I was working on an aggregation pipeline to cleanup duplicate data from a collection on the database. But it was throwing the following error even after setting { allowDiskUse: true }
.
Err: "MongoServerError: PlanExecutor error during aggregation :: caused by :: Exceeded memory limit for $group, but didn't allow external spilling; pass allowDiskUse:true to opt in"
The objective
was to delete all duplicates (same phoneNumber with same startTime) after retaining the first entry from the database.
Below is my pipeline:
let pipeline = [
{
$group: {
_id: {
phoneNumber: "$details.phoneNumber",
startTime: "$details.startTime",
},
docs: { $push: "$$ROOT" },
count: { $sum: 1 },
},
},
{
$match: {
count: { $gt: 1 },
},
},
{
$unwind: "$docs",
},
{
$sort: {
"docs.createdAt": 1,
},
},
{
$skip: 1,
},
{
$replaceRoot: { newRoot: "$docs" },
},
]
Here, while calling aggregate, i passed in "allowDiskUse" as mentioned in the types as below, but still it's throwing the same error.
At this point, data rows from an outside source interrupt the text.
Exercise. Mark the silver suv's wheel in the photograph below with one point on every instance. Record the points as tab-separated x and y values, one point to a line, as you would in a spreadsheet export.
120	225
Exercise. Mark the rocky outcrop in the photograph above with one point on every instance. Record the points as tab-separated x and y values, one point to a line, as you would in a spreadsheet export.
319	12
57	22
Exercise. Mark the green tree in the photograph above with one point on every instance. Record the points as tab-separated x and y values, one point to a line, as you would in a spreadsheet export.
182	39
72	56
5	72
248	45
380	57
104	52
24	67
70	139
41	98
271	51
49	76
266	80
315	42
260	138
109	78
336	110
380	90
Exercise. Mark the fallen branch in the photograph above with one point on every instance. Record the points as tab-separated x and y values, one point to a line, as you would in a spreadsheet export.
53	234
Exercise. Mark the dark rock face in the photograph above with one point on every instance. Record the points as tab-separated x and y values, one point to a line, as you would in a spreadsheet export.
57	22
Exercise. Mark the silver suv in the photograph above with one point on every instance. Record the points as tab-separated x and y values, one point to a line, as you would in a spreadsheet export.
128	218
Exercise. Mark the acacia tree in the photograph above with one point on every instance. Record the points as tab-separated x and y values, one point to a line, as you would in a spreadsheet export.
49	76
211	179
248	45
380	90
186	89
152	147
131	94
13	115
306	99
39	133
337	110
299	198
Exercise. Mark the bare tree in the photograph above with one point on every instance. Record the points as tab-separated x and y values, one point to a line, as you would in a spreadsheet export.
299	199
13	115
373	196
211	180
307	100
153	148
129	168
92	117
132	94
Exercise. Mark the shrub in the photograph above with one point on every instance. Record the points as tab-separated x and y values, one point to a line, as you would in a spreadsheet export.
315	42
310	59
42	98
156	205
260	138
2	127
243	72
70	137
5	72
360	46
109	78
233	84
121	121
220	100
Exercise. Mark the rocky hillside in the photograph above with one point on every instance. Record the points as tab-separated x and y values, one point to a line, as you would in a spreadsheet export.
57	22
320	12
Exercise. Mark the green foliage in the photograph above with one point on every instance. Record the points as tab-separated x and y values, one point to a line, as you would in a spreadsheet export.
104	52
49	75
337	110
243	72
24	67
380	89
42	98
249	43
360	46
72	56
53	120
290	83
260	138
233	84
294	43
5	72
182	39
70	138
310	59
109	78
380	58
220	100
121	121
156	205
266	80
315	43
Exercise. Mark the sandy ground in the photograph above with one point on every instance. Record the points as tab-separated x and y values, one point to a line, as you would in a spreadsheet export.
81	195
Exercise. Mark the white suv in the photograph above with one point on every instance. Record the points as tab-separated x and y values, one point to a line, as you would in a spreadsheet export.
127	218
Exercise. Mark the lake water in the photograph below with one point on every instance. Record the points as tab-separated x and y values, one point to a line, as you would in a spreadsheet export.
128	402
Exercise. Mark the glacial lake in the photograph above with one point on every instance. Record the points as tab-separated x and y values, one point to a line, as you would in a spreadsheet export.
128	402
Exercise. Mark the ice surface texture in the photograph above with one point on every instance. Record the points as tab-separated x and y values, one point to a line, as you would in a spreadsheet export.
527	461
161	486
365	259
This is how i added the option:
const options = {
allowDiskUse: true,
maxTimeMS: 10000,
}
And then using mongodb node driver v5.8
, i used aggregation operation like below:
db.collection(collectionName).aggregate(pipeline, options)
Here, i added allowDiskUse like the error message suggested, but still it's not working. Even in mongodb compass its throwing the same error.
So, what's the issue here?
And if i could do my objective in any other way, please comment.
Thanks
Please make sure that you are not running on a MongoDB Atlas shared cluster (M0, M2, M5). For these, allowDiskUse
cannot be enabled.
See this link on the limitations of the shared clusters.